A series of financial help from the International Monetary Fund and the World Bank smoothened out the economic hurdles for Peru but brought along the fear of vicious circle of debt repayment. The main concerns of the Peruvian economy at the moment are the over dependence on minerals and metals and sensitivity to the fluctuations in world prices. The infrastructure sector needs to be more equipped to accommodate the new entrants in trade and investment. Finally, unemployment and poverty are still the most evident problem areas of Peruvian economy.
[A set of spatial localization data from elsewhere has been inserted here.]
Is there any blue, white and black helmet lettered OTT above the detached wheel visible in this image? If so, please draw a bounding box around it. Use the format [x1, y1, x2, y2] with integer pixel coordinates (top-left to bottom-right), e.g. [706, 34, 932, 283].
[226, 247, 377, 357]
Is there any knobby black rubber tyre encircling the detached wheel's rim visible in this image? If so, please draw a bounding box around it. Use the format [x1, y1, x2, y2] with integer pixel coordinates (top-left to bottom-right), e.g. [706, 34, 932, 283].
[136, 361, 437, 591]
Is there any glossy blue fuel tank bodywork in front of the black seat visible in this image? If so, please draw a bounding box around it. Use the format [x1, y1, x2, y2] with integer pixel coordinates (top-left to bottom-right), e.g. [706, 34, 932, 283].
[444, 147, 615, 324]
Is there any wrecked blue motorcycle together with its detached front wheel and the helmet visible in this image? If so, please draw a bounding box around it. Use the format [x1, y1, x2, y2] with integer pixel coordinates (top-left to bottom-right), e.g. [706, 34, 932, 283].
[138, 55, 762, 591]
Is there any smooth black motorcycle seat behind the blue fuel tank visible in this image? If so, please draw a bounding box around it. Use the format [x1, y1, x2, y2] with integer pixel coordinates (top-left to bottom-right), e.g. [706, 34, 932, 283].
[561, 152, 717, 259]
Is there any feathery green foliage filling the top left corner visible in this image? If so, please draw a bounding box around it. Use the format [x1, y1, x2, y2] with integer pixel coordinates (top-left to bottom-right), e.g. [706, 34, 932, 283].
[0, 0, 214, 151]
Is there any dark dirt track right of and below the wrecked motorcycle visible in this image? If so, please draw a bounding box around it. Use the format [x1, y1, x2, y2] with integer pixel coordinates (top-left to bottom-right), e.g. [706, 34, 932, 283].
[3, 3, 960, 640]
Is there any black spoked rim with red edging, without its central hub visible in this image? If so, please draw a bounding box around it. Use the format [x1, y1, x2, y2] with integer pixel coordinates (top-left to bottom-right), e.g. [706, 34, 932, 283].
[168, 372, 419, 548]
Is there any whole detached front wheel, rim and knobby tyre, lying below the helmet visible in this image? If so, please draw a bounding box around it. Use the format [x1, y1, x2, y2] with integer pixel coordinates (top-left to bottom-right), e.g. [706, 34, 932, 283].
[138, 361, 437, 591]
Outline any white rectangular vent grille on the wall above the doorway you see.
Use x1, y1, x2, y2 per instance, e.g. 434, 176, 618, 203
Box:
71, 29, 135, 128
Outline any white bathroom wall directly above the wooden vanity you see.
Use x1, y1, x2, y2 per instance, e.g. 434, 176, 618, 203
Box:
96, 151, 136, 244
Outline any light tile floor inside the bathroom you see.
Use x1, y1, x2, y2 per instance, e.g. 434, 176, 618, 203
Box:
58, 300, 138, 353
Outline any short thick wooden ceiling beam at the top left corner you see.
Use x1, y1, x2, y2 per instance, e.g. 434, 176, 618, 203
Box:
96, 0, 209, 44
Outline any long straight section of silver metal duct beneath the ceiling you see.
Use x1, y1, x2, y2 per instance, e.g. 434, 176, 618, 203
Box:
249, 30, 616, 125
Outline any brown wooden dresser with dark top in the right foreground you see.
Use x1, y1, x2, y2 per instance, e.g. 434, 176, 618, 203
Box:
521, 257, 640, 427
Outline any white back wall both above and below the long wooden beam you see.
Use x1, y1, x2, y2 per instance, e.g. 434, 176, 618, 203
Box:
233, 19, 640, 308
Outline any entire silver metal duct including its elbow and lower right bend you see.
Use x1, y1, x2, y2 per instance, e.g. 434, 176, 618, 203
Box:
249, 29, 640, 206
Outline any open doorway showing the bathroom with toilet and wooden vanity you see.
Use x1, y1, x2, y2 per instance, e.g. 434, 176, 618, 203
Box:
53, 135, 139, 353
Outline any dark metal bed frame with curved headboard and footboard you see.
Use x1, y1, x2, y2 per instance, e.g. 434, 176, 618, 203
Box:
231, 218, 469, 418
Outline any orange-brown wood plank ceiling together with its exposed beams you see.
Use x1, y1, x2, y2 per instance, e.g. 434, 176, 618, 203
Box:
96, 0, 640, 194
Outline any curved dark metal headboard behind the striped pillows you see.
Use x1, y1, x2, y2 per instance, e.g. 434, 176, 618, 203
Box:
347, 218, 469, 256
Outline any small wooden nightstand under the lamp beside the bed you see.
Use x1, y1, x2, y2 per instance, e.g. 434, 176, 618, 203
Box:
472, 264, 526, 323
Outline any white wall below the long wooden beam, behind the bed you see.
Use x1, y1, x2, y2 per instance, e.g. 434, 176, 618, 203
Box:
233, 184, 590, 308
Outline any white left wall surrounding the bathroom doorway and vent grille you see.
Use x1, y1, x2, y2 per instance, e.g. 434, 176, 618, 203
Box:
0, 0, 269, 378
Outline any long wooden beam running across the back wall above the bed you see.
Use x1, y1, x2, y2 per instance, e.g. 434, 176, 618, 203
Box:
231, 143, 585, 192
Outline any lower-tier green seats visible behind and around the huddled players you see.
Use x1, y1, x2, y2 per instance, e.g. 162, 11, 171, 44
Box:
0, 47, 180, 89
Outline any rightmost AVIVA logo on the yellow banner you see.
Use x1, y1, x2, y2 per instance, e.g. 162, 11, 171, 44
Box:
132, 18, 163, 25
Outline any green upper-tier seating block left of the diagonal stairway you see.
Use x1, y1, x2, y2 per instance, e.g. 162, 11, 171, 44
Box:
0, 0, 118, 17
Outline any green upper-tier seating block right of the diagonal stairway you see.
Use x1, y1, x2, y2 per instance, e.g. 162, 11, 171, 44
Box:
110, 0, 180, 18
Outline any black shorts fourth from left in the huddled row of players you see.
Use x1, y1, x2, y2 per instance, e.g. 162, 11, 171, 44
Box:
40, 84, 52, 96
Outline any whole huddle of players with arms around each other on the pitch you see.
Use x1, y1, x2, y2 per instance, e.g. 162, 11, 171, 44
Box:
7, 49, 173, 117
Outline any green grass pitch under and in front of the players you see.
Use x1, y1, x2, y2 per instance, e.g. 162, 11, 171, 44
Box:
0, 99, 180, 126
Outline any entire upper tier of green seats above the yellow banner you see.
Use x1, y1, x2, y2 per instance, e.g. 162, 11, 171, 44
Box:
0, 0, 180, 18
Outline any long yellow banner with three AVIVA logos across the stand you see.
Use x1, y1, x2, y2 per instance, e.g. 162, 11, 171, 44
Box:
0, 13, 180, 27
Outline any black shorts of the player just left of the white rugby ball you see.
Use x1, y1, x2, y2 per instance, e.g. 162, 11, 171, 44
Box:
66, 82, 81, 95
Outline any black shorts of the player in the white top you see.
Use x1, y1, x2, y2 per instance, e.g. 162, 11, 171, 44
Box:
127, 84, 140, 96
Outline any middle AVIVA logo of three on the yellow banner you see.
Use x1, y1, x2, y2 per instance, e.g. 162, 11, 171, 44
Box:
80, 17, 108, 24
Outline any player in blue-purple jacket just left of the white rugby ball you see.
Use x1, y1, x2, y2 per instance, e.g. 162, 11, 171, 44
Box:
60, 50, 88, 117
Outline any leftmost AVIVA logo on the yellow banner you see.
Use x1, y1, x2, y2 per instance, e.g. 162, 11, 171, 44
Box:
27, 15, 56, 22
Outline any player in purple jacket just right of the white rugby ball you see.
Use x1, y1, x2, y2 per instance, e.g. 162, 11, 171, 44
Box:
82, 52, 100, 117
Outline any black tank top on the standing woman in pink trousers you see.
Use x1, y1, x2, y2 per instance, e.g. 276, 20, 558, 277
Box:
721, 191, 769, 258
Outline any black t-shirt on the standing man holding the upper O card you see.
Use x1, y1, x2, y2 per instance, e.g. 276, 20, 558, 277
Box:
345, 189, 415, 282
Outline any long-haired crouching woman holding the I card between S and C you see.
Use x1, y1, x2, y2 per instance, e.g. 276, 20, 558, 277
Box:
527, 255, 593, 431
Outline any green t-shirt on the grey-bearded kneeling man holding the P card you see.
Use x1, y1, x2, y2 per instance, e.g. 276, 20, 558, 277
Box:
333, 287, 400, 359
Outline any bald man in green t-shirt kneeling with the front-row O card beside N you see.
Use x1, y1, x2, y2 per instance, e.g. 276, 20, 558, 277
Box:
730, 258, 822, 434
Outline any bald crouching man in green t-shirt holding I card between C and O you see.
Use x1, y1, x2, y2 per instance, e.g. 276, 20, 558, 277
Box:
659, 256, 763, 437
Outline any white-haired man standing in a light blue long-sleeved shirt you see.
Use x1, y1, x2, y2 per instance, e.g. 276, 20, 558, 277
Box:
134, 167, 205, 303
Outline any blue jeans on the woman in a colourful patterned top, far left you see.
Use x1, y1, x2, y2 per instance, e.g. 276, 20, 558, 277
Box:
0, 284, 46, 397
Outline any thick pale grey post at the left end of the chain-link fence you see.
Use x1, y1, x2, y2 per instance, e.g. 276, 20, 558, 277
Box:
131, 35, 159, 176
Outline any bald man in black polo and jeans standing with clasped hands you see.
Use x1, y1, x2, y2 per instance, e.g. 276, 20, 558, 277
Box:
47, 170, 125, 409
Peru is still walking on the road towards political liberalisation. Though the extreme and almost tyrannical president rule is now counter balanced by a powerful congress, the peak is yet to be achieved. The Peruvian constitution came into action from 1993 and was amended in 2002. The president is considered to be Peru's chief executive and head of state is the president. He is directly elected for a five-year term and exercises the executive power with his team of ministers. Legislative power is vested in a 120-member unicameral National Congress. There is a consistent effort going on part of the Congress to make the Judiciary of the country more fair and self-reliant. For administrative purposes, Peru is divided into 25 regions that have their own elected presidents and councils.